Bailey has been playing music since he was a small child, and explained that this particular cello concerto is close to his heart.

“This is one of the first pieces that I played in public. One of my earliest memories is performing it with a youth symphony.”

However, Bailey also said his fond memories aren’t the only reason why he likes this piece of music.

“This piece is considered by most to be arguably the greatest cello concerto ever written and is one of the finest concertos for any instrument,” Bailey said. “I feel as though I’m tied to the front of a freight train with this piece — it has such power.”

Guest conductor Lacombe said the pieces were selected for the Masterworks series because they were all written around the same time, in three different nationalistic styles, but each piece was influenced by the German tradition in some way.

“It’s very interesting how they were able to bring out their own nationality, but through German influence.” Lacombe said. “The structure of the music was important — German music is built from the bottom up.
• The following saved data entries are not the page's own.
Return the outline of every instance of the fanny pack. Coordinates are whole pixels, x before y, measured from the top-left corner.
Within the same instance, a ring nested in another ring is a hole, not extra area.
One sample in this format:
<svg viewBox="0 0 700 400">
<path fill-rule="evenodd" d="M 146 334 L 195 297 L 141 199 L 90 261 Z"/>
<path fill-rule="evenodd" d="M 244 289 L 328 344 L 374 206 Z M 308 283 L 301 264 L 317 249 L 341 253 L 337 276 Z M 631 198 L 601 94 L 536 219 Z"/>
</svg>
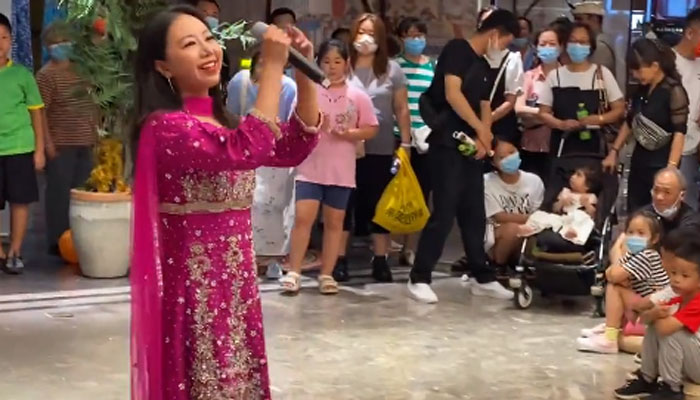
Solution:
<svg viewBox="0 0 700 400">
<path fill-rule="evenodd" d="M 632 134 L 637 139 L 637 143 L 649 151 L 666 146 L 673 137 L 673 133 L 667 132 L 641 112 L 632 119 Z"/>
</svg>

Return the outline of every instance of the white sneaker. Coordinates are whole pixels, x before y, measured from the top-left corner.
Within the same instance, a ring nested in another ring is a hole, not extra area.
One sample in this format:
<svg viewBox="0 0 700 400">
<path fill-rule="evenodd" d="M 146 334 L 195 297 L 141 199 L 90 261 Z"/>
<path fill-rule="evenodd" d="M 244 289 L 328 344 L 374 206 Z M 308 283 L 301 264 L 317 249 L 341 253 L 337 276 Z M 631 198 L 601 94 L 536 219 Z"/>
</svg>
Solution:
<svg viewBox="0 0 700 400">
<path fill-rule="evenodd" d="M 413 300 L 427 304 L 434 304 L 438 302 L 437 295 L 435 294 L 435 292 L 433 292 L 433 289 L 431 289 L 430 285 L 428 285 L 427 283 L 413 284 L 409 280 L 407 287 L 408 294 Z"/>
<path fill-rule="evenodd" d="M 504 288 L 496 281 L 489 283 L 479 283 L 474 281 L 469 286 L 471 286 L 472 294 L 474 296 L 489 296 L 501 300 L 511 300 L 514 296 L 511 290 Z"/>
<path fill-rule="evenodd" d="M 617 342 L 611 342 L 605 335 L 594 335 L 587 338 L 576 339 L 578 351 L 586 351 L 601 354 L 616 354 L 619 349 Z"/>
<path fill-rule="evenodd" d="M 581 329 L 581 337 L 591 337 L 595 335 L 602 335 L 605 333 L 605 323 L 598 324 L 593 328 L 583 328 Z"/>
</svg>

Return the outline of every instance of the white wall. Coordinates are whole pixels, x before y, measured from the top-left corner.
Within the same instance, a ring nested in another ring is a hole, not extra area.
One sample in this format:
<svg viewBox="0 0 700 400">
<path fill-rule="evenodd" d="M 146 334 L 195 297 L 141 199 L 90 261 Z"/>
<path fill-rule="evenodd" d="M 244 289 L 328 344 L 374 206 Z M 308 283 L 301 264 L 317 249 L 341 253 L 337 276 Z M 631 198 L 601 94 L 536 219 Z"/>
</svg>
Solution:
<svg viewBox="0 0 700 400">
<path fill-rule="evenodd" d="M 7 15 L 10 18 L 12 12 L 12 0 L 0 0 L 0 13 Z"/>
</svg>

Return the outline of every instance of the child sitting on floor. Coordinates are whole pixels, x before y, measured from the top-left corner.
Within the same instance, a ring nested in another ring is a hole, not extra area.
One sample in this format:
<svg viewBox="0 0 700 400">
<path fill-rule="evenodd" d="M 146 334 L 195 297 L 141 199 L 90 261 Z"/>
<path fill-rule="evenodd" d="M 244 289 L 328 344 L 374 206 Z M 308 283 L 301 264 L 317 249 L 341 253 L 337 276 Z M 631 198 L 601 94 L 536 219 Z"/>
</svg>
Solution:
<svg viewBox="0 0 700 400">
<path fill-rule="evenodd" d="M 615 390 L 619 399 L 681 400 L 684 379 L 700 383 L 700 238 L 693 229 L 678 235 L 678 246 L 664 254 L 672 292 L 654 294 L 645 304 L 642 366 L 636 379 Z"/>
<path fill-rule="evenodd" d="M 624 245 L 610 250 L 612 264 L 605 271 L 605 323 L 581 331 L 576 341 L 580 351 L 617 353 L 625 311 L 636 309 L 642 297 L 668 286 L 657 250 L 660 239 L 661 224 L 649 212 L 637 212 L 628 220 Z M 636 320 L 636 316 L 627 319 Z"/>
</svg>

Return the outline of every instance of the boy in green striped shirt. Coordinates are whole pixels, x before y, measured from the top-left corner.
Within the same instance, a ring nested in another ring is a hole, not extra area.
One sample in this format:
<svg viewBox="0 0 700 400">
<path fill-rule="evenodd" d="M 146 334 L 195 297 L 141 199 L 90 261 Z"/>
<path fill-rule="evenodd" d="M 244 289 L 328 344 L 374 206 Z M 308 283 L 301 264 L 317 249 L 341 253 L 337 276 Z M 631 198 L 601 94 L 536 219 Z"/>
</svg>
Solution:
<svg viewBox="0 0 700 400">
<path fill-rule="evenodd" d="M 423 54 L 427 34 L 428 27 L 425 22 L 416 17 L 404 18 L 398 27 L 398 35 L 403 43 L 403 53 L 396 59 L 408 81 L 408 109 L 411 113 L 411 136 L 413 137 L 411 166 L 426 200 L 430 197 L 431 184 L 427 154 L 424 154 L 427 149 L 426 136 L 422 132 L 428 128 L 420 115 L 418 102 L 435 76 L 435 61 Z M 394 128 L 394 131 L 398 136 L 398 129 Z M 413 265 L 417 237 L 413 235 L 411 238 L 404 239 L 402 264 Z"/>
</svg>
In all those pieces, the music is an expression of passion, going forward, and then holding back. It is very passionate in the way the phrases are built.”

Franck talent as an organist is reflected in his music, Lacombe continued.

“Franck was an organist — you can hear this in his music,” Lacombe said. “In the score, there’s a lot of effects of soft to loud back to soft, it swells quickly. That comes directly from organ music. Frank tried to replicate what he did with his organ.”

However, not all of the music selections were originally well-received, said Christopher Purdy, WOSU Classical 101.1 FM host and pre-concert lecturer for the CSO.

“Franck’s ‘Symphony in D Minor’ is a big, sweeping, dramatic symphony, but the premiere was not well-liked. In fact, the orchestra did not even want to play it,” Purdy said. “People walked out. Franck was known as an organist, a builder, an outsider.”

In spite of this fact, Purdy said he thought the work was wonderful.

“This piece is very audience-friendly. You could leave humming the tunes,” he said.

The Columbus Symphony Orchestra is scheduled to perform the pieces at the Ohio Theatre, located at 39 E. State St. Performances are set to start each night at 8 p.m. on both Wednesday and Saturday, with tickets starting at $25 on Ticketmaster.